Stress levels rise during a global health crisis. It is completely normal to experience periods of panic, loneliness and boredom, uncertainty about the future, generalized stress, anxiety and depression, and even post-traumatic stress disorder (PTSD).
When feelings become too much to manage on your own, reach out to a therapist, social worker, helpline or your peers who can help you through this difficult time.
- Practice meditation
- Start a garden
- Learn a new language
- Read a classic novel
- Volunteer to foster an animal
- Try new, immune-boosting recipes
- Get creative with crafts
- Put photos in a photo album or create a scrapbook
- Reorganize and redecorate a room in your house
Social distancing can be challenging, but social distancing does not mean social disengagement. We are fortunate to live in a time when technology allows us to stay socially and emotionally connected while we stay physically apart to protect each other.
Video conferencing services such as Zoom, Google Meets, or FaceTime, allow you to connect with friends and loved ones.

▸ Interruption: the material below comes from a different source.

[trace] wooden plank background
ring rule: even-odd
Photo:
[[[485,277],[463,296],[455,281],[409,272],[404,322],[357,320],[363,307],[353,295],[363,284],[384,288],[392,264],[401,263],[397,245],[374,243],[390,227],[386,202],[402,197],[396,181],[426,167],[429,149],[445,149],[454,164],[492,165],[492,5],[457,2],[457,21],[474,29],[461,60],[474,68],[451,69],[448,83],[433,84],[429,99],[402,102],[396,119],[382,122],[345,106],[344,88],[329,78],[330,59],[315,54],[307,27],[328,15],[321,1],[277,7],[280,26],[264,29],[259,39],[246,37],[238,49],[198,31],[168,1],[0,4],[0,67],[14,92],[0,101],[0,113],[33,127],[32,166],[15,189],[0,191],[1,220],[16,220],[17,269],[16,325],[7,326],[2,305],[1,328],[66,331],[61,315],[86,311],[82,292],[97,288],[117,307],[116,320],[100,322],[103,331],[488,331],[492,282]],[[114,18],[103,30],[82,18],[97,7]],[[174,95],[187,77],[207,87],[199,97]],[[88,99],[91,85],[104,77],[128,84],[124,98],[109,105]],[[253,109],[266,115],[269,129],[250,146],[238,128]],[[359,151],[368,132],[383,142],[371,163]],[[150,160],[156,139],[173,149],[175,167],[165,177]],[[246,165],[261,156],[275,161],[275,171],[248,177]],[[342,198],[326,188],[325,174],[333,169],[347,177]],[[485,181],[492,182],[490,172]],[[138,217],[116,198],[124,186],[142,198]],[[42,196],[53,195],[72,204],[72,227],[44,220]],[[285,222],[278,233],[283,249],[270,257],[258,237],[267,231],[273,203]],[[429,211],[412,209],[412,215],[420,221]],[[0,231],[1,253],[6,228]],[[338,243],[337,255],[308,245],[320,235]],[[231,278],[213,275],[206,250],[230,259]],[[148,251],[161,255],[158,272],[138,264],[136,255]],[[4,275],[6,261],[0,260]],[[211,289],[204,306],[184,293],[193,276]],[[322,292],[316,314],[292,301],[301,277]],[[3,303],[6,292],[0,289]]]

See if elderly or vulnerable friends and relatives need you to help them place an order online. Or call to simply say hello, and let them know you’re thinking of them.
If you need help getting through this challenging time, please contact one of the following emergency helplines or websites.
Depression and suicidal thoughts: The National Suicide Prevention Lifeline provides 24/7, free and confidential support for people in distress. Call (800) 273-8255 or visit suicidepreventionlifeline.org/.
Domestic violence: The National Domestic Violence Hotline is available 24/7 at (800) 799-SAFE (7233) in more than 200 languages. All calls are free and confidential. You can also chat online if you can’t talk at www.thehotline.org/help/.